Government
‘I Do Not Appreciate Being Put In the Position We Are In Now’: Zoning Board Grudgingly OKs Variance on Silvermine
|
Scolding a contractor for moving forward with construction work on a Silvermine Road house without proper authorization, zoning officials on Monday night grudgingly approved a variance that will allow the building project to continue. Fred Nigri told members of the Zoning Board of Appeals that what started as an interior renovation (basically, a master bedroom and bathroom overhaul) at 406 Silvermine Road evolved into a larger project when workers discovered mold and rotted framing at the 1948-built Cape.
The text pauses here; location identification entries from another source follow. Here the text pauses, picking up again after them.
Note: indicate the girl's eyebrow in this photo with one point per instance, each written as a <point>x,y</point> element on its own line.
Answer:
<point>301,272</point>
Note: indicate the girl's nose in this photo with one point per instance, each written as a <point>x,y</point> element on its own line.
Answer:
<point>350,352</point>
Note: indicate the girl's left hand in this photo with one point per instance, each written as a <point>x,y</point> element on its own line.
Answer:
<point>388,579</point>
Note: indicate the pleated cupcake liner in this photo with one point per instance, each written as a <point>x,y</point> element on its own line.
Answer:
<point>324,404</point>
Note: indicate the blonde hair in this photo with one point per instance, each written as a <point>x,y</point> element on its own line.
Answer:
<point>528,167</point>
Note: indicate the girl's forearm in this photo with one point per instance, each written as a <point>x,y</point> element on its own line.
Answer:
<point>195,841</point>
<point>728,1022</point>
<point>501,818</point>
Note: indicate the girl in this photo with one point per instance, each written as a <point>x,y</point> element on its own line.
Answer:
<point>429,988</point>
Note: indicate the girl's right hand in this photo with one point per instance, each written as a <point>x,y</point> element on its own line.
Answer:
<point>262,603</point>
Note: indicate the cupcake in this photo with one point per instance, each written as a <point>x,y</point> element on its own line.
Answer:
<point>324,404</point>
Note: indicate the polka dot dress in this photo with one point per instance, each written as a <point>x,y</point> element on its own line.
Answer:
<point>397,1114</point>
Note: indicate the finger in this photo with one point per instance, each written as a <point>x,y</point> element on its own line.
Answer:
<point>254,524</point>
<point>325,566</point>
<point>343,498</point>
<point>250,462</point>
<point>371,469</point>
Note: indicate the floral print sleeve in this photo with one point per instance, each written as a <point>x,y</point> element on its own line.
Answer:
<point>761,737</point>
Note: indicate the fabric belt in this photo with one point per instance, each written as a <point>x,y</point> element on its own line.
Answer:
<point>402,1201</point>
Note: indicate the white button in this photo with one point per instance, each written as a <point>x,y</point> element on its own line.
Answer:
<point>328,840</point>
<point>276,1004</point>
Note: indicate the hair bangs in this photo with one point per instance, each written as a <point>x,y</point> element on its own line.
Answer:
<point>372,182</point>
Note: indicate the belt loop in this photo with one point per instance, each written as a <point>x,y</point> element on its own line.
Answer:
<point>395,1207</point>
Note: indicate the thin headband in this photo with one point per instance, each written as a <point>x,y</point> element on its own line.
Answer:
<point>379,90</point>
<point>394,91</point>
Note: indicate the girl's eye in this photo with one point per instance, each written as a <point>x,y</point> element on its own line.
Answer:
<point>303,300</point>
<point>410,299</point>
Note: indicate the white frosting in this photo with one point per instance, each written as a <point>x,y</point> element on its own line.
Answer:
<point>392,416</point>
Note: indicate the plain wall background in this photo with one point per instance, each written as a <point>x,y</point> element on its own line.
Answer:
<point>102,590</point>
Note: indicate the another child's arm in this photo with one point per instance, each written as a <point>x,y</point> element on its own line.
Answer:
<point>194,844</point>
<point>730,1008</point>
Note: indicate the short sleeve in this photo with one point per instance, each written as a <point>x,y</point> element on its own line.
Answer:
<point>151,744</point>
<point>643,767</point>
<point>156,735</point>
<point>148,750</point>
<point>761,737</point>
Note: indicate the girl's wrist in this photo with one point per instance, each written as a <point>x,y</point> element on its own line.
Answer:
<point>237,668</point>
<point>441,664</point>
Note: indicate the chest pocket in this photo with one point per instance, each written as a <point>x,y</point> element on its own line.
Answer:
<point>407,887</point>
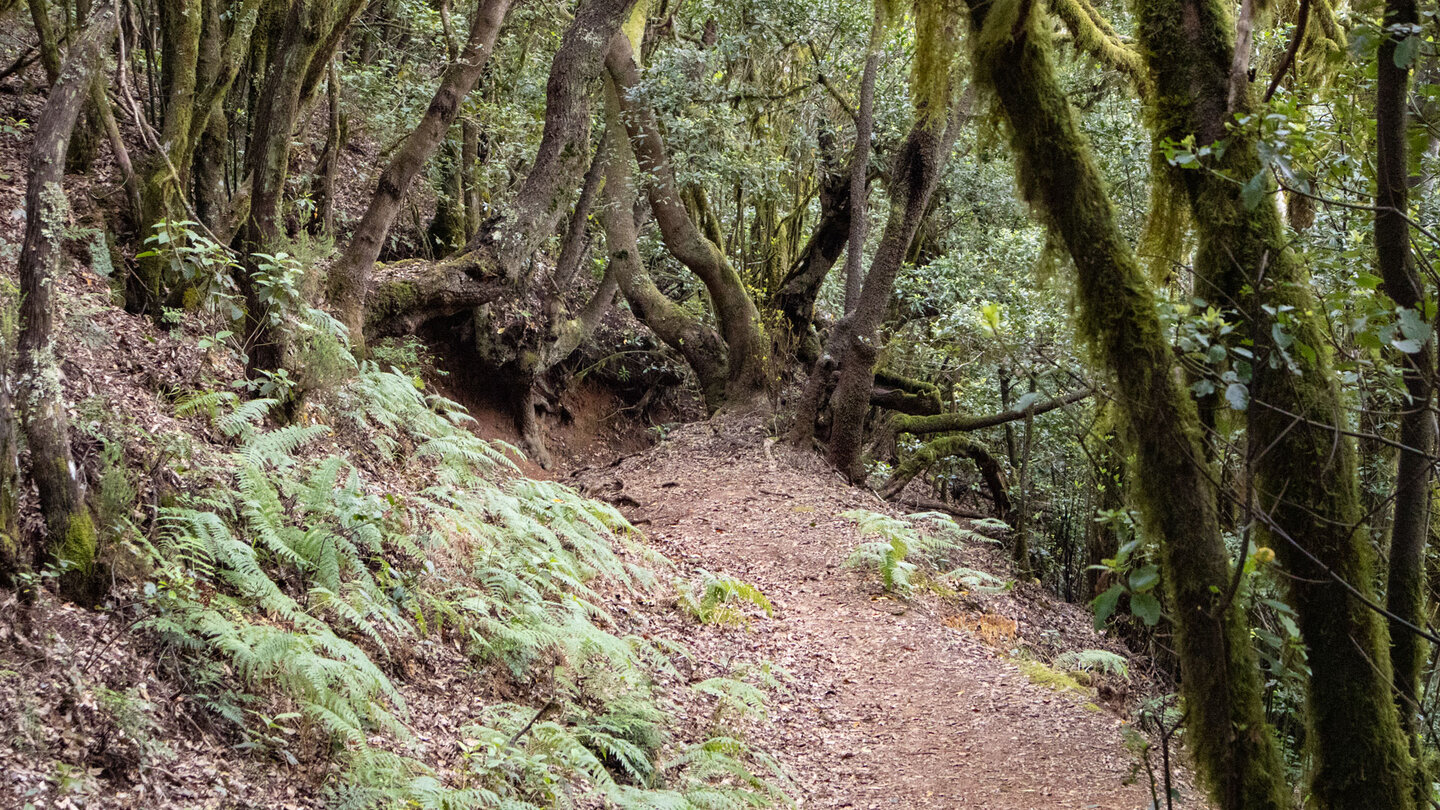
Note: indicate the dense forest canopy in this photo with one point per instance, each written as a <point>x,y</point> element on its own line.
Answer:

Specifically, Nigri on an architect’s advice and with the homeowner’s consent, installed a pitched roof where a flat roof had existed (for several reasons, see below)—a change that required approval from the ZBA because it’s located closer to a side-yard setback than the 35 feet allowed (see page 58 of the Zoning Regulations here, the home is in the 2-acre zone). “We had to make a decision because after we had the roof off, it was open, it would have been all open, so rather than put a tarp over it or whatever, after discussing it, we did enclose it, so that this way the house was not all the way open,” Nigri told the ZBA during the group’s regular monthly meeting, held in a board room at Town Hall. Yet that work was not permitted and is now at least partially finished, board member John Mahoney noted, putting the ZBA “in an awkward situation, where we now either have to grant it—in part, because it is there—or we would have to ask you to remove it.”
Nigri responded that it was not his intention to put the board in a difficult spot.